June 20, 2018
This World Refugee Day, mobile technologies are filling educational gaps for millions of out-of-school Syrian children.
This year marks the 70th anniversary of the Universal Declaration of Human Rights, a manifesto created following the devastation of World War II that defined basic protections for all individuals and affirmed the dignity and worth of Humankind.
Among the most fundamental rights enshrined in the declaration was Article 26, which states that everyone has the right to education, that education shall be directed to the full development of the human personality and to the strengthening of respect for human rights and fundamental freedoms, and that parents have the right to choose the kind of education that shall be given to their children.
Despite the lofty ideals espoused in the declaration, its universal implementation has remained elusive at best. For example, years of conflicts in the Middle East have hampered progress toward universal access to education in recent years, as the largest refugee crisis since WWII has uprooted millions of lives and plunged entire regions into crisis.
As a result, more than 3.5 million refugee children were unable to attend even one day of school in 2016. Over time, this places an entire generation at risk. Research also shows how the lack of basic literacy and numeracy skills among young people significantly increases the likelihood of societal instability—both regionally and around the world.
These statistics could induce concern for the future of the Middle East, but there are reasons for hope. Among them is the exciting potential of commonly available technologies to address the challenge. The advent of mobile smartphones, now nearly ubiquitous around the world, often provide an ideal vehicle to deliver education to those who cannot attend school. This is best illustrated by the EduApp4Syria competition, which resulted in the development of two mobile games – Antura and the Letters and Feed the Monster – designed to build foundational Arabic literacy among the 2.3 million Syrian children displaced by conflict while also improving their psychosocial wellbeing.
Since their release in March 2017, the games have been installed on more than 150,000 devices, and a rigorous evaluation indicates the games’ effectiveness in improving literacy and psychosocial wellbeing among users. Although nothing can replace the benefits of in-person instruction with teachers and collaboration with peers, a goal we should continue to strive for, games like Antura and the Letters and Feed the Monster ensure that children who would otherwise be disconnected from any instruction at all can make progress.

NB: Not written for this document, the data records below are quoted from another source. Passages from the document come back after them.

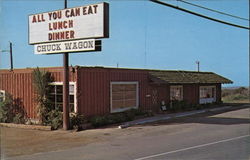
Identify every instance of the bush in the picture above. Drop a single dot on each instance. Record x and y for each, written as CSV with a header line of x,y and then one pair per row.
x,y
6,110
54,119
19,118
76,120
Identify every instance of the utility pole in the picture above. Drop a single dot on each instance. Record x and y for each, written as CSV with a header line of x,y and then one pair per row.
x,y
11,57
198,66
66,123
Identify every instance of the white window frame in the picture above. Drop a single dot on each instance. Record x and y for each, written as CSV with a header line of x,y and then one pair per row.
x,y
70,83
127,108
205,100
176,86
4,94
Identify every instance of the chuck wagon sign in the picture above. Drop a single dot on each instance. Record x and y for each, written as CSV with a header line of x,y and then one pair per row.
x,y
70,24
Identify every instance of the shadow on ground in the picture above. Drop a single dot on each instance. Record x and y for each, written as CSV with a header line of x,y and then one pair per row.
x,y
208,118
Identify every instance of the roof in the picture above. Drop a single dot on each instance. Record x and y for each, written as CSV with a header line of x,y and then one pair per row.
x,y
177,77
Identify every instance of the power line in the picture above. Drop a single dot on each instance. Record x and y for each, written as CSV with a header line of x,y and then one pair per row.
x,y
213,10
198,14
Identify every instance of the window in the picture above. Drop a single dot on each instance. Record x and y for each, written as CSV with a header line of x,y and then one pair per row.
x,y
56,95
207,92
176,93
124,96
2,95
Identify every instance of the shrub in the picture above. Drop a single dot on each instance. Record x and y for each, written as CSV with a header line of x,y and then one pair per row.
x,y
41,80
6,109
76,120
19,118
54,119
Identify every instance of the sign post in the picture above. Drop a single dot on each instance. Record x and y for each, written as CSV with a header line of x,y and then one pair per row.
x,y
69,30
65,86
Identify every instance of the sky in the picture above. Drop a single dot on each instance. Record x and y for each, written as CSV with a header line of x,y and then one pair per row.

These games offer solid proof of concept for using smartphone applications to teach foundational literacy skills to refugees and other children who do not have access to effective instruction. Even better, because of their open-source technology, they can be easily adapted to many languages to help the next wave of refugee children, regardless of where they live or language they speak. This model is being validated by Curious Learning, which has already adapted Feed the Monster into 30 additional languages with plans and funding to do more.
Today, on World Refugee Day, every government, NGO, and stakeholder in the future of education should consider creative solutions like the EduApp4Syria games to ensure children and their families in crisis can continue access to education. Perhaps through the power of emerging technologies, we may one day be able to realize the true spirit and intent of Article 26 of the Universal Declaration of Human Rights.